2003年、主演映画『六月の蛇』(塚本晋也監督)の演技が海外でも高く評価され、第23回ポルト国際映画祭最優秀主演女優賞をはじめ、国内外の賞を受賞した黒沢あすかさん。

私生活では2005年に特殊メイクアーティストの梅沢壮一さんと結婚。3人の子どもをもつ母親としても多忙な日々を送りながら多くのドラマ、映画に出演。2011年に公開された映画『冷たい熱帯魚』(園子温監督)では第33回ヨコハマ映画祭助演女優賞を受賞。主人公を破滅に導く狂気の女を鬼気迫る演技で体現して話題に。

 

◆ホラー映画で出会って結婚、3人の子どもの母に

2004年、黒沢さんはホラー映画『き・れ・い?』(松村克弥監督)に出演。果てしない“美”への欲求を抱く女たちの美容整形をめぐる愛憎を描いたこの映画で黒沢さんが演じたのは整形依存症の河野吉江。顔面の整形を繰り返したあげく、腹部の脂肪吸引と次々に整形手術を要求していく。

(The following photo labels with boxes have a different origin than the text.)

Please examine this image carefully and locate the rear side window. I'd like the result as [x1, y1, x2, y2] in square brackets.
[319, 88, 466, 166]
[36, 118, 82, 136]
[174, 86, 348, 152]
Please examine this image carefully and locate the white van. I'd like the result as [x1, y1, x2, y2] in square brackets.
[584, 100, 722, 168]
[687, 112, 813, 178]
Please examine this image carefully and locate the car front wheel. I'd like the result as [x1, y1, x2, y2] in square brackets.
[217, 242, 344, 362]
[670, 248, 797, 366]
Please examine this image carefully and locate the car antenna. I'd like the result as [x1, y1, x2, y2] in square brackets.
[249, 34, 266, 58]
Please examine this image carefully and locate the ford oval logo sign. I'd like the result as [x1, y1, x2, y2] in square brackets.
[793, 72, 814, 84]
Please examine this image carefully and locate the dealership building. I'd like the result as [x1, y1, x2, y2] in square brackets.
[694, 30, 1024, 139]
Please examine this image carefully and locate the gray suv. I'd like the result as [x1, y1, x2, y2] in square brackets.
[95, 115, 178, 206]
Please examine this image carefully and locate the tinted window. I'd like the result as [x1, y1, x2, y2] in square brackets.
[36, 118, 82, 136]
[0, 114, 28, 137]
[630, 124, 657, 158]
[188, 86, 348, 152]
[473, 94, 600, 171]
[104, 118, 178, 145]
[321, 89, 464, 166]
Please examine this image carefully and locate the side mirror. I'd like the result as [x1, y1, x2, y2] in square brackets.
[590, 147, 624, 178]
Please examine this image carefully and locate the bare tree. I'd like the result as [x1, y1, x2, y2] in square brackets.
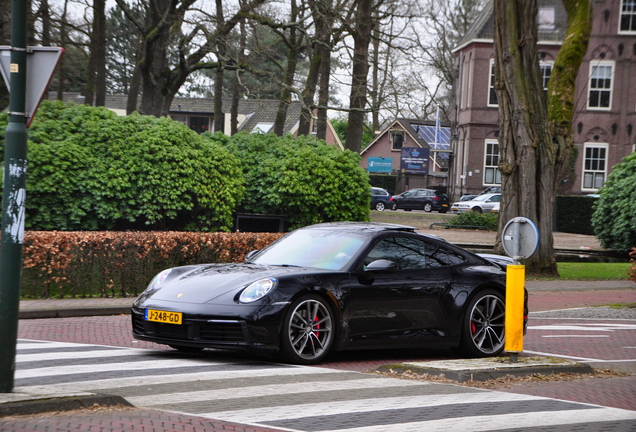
[494, 0, 591, 275]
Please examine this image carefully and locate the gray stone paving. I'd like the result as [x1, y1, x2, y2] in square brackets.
[530, 306, 636, 320]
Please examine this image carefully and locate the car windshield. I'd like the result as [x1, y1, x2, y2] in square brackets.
[251, 229, 366, 270]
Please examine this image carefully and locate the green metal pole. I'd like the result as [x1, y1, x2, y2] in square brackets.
[0, 0, 28, 393]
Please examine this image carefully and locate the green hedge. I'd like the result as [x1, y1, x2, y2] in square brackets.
[554, 195, 597, 235]
[204, 133, 371, 229]
[0, 101, 244, 231]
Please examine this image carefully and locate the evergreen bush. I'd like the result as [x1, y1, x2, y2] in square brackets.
[0, 101, 244, 231]
[205, 133, 371, 229]
[592, 153, 636, 252]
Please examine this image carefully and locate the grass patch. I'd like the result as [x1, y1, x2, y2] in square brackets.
[538, 262, 631, 280]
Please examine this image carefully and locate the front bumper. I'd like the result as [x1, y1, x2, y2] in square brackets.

-特殊メイクでまったく別人の姿でしたね。声を聞くまで黒沢さんだとわかりませんでした-

「そうですよね(笑)。夫と出会えた作品です。素の自分の顔になるのはほんのわずかで、ほとんどが特殊メイクを施した状態でした。ようやく自分の顔になったと思ったら、バカーンと破壊されちゃって(笑)。でも、やり甲斐がありました。全身特殊メイクなものですからお腹(なか)までブヨブヨにして(笑)。本当におもしろかったです」

-この作品で梅沢さんと出会って翌年にご結婚されて、いろいろなホラー作品をご一緒にされています。2019年には映画『恐怖人形』(宮岡太郎監督)もありましたね-

「そうなんです。あれは最後に猟銃をぶっ放してちゃんと人助けをしているんです。ああいうふうに武器を持つというのも大好きなんです」

-似合いますよね、包丁とか猟銃を構える姿がサマになっていて-

「ありがとうございます。大好きなんです(笑)。当時のドラマや映画のいろんな現場で瞬時に覚えなければならなかったというのが身についているんですね。自分に合っているみたいで、ちょっと教わればコツが掴めるんです」

-カンがいいのでしょうね-

「カンは良かったと思います。何か見本で見せてくださったときに、どこに力が入っているのか、どこに重心を置いているのか…そういうのがすぐにわかるんですよね。簡単にカッコ良くなるためには何をどうしたらいいのかというのを見分けることができるみたいです」

-あとキレもいいですね-

「それは先輩の大女優さんに教えてもらったんです。『テレビとか映画で何かしなければならないとき、たとえば時代劇だったら縫いものをする、あるいはピストルを持つというように何かをやらなければならないときには、緩急をつけるのが1番いいのよ。それだけを忘れなければすごくきれいに見えるから』って、

お優しい方だったので、その違いを実際にやってみせてくださったので、とてもよくわかりました。昔は、そういうことを教えてくださる先輩が多かったんです。いい時代でした」

-強くてエキセントリックな女性というイメージがありますね-

「そうですね。基本的にやっぱり共通しているのは、男にひれ伏すような女性像は演じてきてないなあって。それが共通ですかね」

-心の奥底に燃えたぎるマグマを抱えているような女性という感じですね-

「本当にそうです(笑)。ある時期から、そういった役のオファーが多かったですね。役者を志したときから、主演を張るような女優を目標にしてきたのですが、オーディションの競争率が高くて(笑)。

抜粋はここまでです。